For the last 77 years there has been hope that Pakistan will get a government that will turn around its economy, but that has never happened. Maybe the time has come to examine the fundamental challenges the country faces.
In a recent piece, Yousuf Nazar, former head of Citigroup’s emerging markets investments writes that Singapore’s legendary founder Lee Kuan Yew made three important decisions right after the country’s independence, that played a critical role in transforming the country from a poor fishing village to one of the richest countries in the world. These were: “adopting the English language, attracting the best intellectual and management capital in the world regardless of national origin, and paying public servants generously while showing zero tolerance for corruption.”
Pakistan faces persistently high structural inflation and ballooning debt. “The federal government’s debt continues to climb at the rate of $2.3 billion a month. It has nearly doubled in the past four years, rising from Rs 38.8 trillion in June 2020 to Rs 74.3 trillion in April 2024. The federal government debt-to-GDP ratio rose from 58.6% in 2013-14 to nearly 75% in 2023. The interest cost climbed from 54% of net federal revenues (total revenues less transfers to provinces) in 2014 to 113% in 2024.”
Further, according to Nazar “The share of the livestock sector (about 14% of the GDP) in the economy is rising, manufacturing is declining, and low-skilled services underpinned by a consumption-driven economy (supported by about $30 billion in remittances from overseas) characterize the economy of the sick man of Asia.”
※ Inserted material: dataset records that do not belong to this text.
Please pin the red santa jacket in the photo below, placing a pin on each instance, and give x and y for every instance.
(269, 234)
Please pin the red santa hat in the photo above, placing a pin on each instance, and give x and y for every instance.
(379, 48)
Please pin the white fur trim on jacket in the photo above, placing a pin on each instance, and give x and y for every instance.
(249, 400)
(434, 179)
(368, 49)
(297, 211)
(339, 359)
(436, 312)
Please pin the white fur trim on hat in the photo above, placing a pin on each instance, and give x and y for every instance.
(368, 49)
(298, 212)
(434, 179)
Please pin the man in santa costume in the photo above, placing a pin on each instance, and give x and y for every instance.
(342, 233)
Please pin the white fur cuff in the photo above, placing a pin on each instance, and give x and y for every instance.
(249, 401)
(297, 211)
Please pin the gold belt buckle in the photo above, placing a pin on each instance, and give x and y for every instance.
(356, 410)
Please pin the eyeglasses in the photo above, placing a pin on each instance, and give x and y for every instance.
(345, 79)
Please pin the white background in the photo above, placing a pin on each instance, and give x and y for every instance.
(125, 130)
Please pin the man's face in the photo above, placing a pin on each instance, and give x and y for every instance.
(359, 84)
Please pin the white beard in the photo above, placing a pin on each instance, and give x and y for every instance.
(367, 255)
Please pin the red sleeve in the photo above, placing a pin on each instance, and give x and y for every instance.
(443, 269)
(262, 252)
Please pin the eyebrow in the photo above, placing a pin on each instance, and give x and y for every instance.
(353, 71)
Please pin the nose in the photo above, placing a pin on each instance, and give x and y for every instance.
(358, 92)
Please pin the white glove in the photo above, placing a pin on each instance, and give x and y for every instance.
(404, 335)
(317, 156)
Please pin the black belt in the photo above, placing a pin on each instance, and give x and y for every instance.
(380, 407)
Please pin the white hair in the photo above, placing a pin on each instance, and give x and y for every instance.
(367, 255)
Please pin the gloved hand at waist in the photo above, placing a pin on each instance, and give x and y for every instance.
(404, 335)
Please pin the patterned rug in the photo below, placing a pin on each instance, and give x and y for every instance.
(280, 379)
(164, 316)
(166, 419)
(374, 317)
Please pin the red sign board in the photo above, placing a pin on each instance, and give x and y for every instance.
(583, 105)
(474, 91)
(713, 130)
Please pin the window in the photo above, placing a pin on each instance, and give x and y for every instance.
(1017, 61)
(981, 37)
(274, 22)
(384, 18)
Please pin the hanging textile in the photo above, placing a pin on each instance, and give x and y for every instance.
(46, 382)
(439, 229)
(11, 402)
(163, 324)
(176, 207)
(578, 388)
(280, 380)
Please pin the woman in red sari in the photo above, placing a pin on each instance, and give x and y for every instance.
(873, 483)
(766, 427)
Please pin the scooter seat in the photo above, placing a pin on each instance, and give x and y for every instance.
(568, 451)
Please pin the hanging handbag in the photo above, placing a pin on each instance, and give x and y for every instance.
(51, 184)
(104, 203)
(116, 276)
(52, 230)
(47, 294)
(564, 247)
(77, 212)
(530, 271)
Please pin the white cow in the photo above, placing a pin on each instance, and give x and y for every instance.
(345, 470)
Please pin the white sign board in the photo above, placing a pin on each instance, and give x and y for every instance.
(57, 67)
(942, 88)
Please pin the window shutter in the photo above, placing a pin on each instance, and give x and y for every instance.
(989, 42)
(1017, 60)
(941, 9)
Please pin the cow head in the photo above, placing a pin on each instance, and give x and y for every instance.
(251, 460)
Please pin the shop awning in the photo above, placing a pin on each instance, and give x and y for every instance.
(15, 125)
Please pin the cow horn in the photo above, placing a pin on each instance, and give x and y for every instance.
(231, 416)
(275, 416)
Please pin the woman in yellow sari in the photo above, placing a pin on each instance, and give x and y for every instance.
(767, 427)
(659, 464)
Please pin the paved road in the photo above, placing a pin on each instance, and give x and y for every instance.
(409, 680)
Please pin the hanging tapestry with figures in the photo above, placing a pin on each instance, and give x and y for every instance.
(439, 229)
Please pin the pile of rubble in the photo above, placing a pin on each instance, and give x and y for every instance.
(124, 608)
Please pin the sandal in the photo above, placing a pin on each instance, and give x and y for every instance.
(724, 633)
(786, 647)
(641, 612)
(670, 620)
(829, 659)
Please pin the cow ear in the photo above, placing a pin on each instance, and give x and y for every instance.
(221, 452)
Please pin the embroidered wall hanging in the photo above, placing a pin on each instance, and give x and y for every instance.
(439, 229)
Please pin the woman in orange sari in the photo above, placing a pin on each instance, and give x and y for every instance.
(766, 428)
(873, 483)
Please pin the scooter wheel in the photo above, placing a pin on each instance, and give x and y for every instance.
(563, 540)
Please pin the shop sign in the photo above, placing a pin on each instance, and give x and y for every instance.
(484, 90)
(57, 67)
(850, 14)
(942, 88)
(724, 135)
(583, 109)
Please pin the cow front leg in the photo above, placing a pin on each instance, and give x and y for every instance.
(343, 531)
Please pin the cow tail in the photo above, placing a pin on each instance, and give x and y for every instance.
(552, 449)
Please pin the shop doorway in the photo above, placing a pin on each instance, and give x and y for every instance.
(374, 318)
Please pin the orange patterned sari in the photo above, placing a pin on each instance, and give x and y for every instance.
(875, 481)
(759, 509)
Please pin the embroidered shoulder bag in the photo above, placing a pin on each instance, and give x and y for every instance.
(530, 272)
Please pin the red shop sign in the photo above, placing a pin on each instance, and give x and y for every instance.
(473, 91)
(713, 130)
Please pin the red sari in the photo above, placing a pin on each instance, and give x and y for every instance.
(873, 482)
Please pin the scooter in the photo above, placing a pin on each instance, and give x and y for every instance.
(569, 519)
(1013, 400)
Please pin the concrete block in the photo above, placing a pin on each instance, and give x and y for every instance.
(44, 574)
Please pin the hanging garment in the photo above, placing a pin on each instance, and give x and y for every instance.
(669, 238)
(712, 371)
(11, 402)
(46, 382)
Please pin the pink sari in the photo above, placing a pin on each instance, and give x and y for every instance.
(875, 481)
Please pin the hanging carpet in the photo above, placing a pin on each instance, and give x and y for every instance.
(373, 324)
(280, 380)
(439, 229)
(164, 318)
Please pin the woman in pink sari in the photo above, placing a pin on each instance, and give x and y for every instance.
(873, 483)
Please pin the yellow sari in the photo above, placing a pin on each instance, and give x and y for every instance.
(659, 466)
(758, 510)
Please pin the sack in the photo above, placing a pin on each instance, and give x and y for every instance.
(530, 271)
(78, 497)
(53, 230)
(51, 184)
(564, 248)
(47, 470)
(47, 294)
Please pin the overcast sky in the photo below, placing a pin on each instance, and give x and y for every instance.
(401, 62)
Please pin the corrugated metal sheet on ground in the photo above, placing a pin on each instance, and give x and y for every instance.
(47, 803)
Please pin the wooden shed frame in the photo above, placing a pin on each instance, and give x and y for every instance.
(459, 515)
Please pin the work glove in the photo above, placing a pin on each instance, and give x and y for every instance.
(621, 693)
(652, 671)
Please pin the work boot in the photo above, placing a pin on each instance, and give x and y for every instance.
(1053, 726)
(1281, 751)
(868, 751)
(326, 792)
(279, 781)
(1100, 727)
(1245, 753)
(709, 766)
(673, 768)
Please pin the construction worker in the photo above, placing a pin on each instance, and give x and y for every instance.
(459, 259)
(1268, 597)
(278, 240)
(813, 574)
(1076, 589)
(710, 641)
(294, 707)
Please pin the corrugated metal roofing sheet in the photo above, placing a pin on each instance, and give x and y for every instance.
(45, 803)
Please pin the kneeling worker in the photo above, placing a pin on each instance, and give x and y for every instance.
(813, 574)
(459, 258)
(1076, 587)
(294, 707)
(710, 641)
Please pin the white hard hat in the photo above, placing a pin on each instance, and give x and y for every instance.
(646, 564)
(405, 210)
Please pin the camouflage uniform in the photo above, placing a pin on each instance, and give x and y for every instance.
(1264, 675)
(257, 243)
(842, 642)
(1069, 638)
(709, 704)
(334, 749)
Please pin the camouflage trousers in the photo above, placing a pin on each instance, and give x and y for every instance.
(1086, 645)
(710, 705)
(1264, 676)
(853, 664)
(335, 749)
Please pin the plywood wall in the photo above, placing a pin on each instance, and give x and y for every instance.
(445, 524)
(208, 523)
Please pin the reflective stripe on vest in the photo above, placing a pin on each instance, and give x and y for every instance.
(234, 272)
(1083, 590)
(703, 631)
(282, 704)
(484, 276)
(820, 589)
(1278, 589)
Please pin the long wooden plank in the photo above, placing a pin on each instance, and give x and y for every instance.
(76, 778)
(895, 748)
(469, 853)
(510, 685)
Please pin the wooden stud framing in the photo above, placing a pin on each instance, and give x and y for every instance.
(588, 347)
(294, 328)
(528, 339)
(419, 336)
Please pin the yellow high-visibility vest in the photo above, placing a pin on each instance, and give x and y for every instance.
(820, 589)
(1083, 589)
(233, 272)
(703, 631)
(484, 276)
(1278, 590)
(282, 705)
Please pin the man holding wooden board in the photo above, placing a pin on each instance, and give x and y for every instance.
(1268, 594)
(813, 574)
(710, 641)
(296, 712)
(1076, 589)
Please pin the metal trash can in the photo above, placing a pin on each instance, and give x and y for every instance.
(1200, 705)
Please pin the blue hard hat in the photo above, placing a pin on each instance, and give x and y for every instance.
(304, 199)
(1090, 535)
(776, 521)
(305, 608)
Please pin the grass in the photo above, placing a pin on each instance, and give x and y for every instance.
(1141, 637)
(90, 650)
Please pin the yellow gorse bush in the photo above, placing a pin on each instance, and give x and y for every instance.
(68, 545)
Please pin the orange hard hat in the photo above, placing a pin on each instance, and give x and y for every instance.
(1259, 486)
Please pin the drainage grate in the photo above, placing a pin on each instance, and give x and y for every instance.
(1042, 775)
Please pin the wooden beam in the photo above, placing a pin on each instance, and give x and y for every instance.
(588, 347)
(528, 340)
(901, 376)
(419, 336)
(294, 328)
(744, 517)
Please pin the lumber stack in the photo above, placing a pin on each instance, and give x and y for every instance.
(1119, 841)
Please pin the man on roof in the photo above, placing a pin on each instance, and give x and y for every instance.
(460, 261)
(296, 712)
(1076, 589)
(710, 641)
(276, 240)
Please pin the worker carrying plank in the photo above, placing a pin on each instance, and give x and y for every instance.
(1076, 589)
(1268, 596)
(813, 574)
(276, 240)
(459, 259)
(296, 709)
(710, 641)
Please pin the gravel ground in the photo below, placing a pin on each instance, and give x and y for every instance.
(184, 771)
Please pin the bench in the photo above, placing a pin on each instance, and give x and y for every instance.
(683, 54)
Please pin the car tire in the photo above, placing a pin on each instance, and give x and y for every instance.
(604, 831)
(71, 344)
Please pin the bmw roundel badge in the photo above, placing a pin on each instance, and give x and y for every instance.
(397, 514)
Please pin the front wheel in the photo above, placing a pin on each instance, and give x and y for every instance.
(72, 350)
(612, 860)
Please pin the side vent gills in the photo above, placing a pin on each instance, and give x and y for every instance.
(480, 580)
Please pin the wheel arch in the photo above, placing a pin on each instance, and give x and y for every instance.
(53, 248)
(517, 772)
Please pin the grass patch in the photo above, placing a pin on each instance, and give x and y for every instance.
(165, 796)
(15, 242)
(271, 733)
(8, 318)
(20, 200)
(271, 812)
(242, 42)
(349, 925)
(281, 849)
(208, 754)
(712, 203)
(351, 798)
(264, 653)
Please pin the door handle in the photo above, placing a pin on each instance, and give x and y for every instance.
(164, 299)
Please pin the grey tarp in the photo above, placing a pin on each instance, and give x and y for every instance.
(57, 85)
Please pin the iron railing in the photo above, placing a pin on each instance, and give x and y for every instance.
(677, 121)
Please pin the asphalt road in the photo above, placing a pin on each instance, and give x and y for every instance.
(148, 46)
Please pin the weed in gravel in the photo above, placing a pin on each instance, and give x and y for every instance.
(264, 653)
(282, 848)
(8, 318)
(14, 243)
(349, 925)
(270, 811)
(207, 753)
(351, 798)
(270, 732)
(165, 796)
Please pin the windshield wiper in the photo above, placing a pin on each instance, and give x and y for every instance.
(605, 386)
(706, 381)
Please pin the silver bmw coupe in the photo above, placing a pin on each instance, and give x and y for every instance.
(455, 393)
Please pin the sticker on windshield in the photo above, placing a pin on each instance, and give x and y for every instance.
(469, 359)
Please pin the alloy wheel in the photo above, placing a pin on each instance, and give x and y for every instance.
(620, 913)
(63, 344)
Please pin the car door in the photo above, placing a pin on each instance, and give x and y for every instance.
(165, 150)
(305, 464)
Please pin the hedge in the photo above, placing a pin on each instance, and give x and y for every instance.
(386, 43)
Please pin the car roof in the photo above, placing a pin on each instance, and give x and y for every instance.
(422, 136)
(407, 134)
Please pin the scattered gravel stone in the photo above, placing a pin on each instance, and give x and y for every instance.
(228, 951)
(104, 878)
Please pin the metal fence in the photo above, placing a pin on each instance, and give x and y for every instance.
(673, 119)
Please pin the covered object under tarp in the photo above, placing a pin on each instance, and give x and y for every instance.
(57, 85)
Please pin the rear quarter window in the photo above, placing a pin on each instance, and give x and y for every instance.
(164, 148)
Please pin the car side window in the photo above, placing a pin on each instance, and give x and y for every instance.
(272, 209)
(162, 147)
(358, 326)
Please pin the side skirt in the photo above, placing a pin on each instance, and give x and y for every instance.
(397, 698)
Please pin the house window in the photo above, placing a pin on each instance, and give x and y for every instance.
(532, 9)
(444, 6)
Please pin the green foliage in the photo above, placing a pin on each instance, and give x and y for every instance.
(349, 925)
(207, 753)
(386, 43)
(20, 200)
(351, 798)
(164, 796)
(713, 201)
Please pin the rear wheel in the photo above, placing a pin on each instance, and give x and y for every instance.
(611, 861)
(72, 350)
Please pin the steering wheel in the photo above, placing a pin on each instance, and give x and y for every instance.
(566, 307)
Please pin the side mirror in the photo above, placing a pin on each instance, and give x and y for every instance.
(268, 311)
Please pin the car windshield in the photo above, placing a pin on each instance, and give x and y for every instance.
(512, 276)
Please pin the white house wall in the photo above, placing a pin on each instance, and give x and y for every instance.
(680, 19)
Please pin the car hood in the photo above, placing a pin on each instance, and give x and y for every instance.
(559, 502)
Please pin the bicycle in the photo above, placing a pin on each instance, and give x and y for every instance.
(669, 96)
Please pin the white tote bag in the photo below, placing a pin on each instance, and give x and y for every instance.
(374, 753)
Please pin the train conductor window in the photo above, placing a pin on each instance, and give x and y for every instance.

Nazar warns that the lesson for Pakistan remains “a highly indebted and dysfunctional economy cannot be revived by mediocre public officials with a myopic worldview, who continue to walk down the beaten path and are incapable of doing anything except borrowing more. The country’s ruling elites must introduce major governance and economic reforms to avoid sinking deeper into the debt quagmire. Otherwise, they have the most to lose because they cannot compete and thrive anywhere else outside Pakistan.”